The monthly IMRG Capgemini  e-Retail Sales Index was released this week. Previous reports have pointed to the steady increase in sales through online and mobile channels. However, this month’s Index showed a surprising decline between June and July’s online retail sales – unsurprising given June’s high increases.

The 2% decline in online spending versus June was interpreted by experts as a temporary lull in the growth of online retail due to the summer heat-wave. Alex Smith Bingham, VP Consumer Products and Retail at Capgemini Consulting said that: “the warm weather encouraged shoppers to leave their homes and shop on the high street to enjoy the sunshine.  I have no doubt online sales will return to high growth as we countdown to Christmas.

Although only a small reduction, and a trend that is predicted to reverse, the coverage attracted a significant amount of media attention. The coverage centred on the revival of ‘bricks and mortar’ high-street stores, and the improved growth of online-only channels versus multi-channel stores. In the midst of the online spending figures was the 129% year-on-year increase in mobile spending, supplemented by an improved 2.5% conversion rate. The more creative writers covering this story produced mental images of consumers sunning themselves in garden hammocks whilst making purchases on hand-held devices.

Vanessa Houlder in the FT remarked upon the heat-wave as the reason for the decline in online spend.
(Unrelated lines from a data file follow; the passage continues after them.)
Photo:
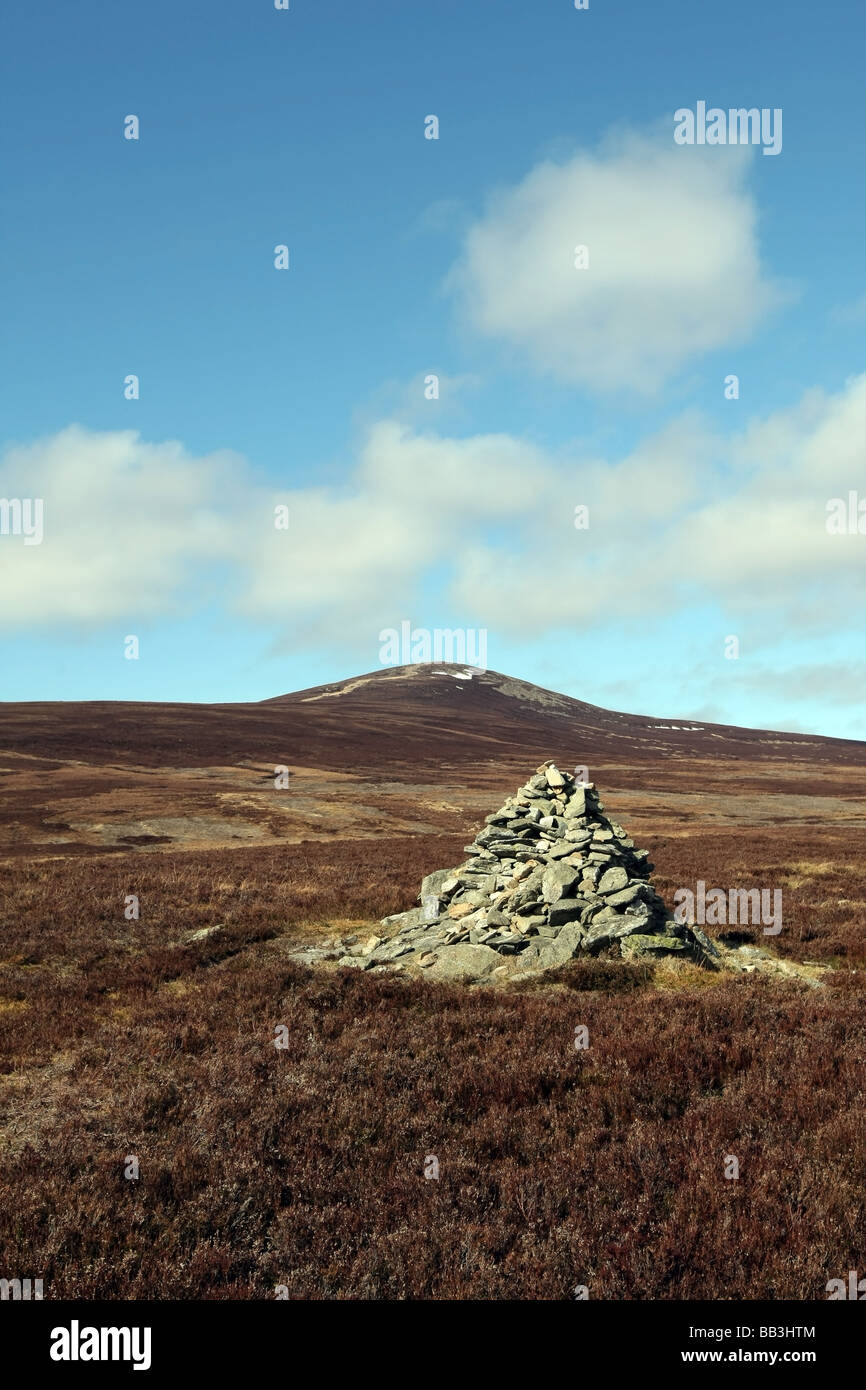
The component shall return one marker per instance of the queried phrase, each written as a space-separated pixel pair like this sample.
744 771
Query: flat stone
565 909
613 880
640 945
464 962
562 948
628 894
559 880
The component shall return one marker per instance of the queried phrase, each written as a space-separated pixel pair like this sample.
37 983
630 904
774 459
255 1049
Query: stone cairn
549 877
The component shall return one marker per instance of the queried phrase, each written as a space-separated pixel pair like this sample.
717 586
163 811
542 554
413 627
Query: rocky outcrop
548 877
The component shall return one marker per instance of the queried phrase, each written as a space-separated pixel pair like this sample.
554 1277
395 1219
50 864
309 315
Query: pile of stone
549 877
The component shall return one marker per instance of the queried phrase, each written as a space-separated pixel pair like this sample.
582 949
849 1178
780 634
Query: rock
558 880
548 876
613 880
631 893
202 934
459 909
563 911
641 945
401 919
464 962
562 948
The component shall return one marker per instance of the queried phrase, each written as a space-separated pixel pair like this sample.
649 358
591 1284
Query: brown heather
306 1166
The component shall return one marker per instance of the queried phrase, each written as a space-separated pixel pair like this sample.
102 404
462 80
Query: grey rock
613 880
563 911
463 962
558 880
563 948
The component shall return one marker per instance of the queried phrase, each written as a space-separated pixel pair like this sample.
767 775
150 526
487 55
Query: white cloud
674 268
481 527
125 527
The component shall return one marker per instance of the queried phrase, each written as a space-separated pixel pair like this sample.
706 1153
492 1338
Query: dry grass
305 1166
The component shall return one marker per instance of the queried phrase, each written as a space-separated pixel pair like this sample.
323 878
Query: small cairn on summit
549 877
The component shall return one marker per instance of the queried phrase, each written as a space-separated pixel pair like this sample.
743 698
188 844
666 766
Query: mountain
392 722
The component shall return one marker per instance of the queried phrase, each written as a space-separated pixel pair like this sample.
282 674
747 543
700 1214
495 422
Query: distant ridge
395 722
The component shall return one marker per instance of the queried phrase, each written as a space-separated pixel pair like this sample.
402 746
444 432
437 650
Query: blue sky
453 256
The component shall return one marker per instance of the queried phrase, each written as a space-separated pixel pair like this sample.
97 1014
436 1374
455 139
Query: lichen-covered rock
546 877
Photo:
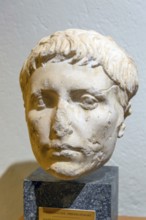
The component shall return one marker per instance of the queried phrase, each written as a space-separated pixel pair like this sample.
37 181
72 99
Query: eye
88 102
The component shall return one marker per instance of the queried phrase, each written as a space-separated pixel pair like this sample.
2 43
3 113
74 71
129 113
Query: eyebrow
99 93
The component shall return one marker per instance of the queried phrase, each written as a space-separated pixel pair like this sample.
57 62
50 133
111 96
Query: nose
61 123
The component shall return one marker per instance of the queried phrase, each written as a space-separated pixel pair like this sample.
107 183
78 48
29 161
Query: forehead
61 75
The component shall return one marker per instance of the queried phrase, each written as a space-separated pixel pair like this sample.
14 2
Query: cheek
101 122
38 124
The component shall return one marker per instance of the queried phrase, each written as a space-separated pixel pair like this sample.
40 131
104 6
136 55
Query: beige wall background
22 24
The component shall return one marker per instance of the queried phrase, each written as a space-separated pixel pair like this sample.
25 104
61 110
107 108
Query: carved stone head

Interestingly she also raised other research that pointed to this as a trend of a return to ‘higher footfall’ in high street stores.

BBC News referred to the Index as part of its coverage on the recovery of the UK economy, referring to the contributing effect of the hot weather to the decline in online spending for July; Alex Smith-Bingham was quoted again.

The report was covered by other print media including the Daily Telegraph (contrasting online spend to the general increase in high-street), City AM (“a reversal of fortunes” for online retailers) and the Retail Times (“weakest annual growth since 2010”).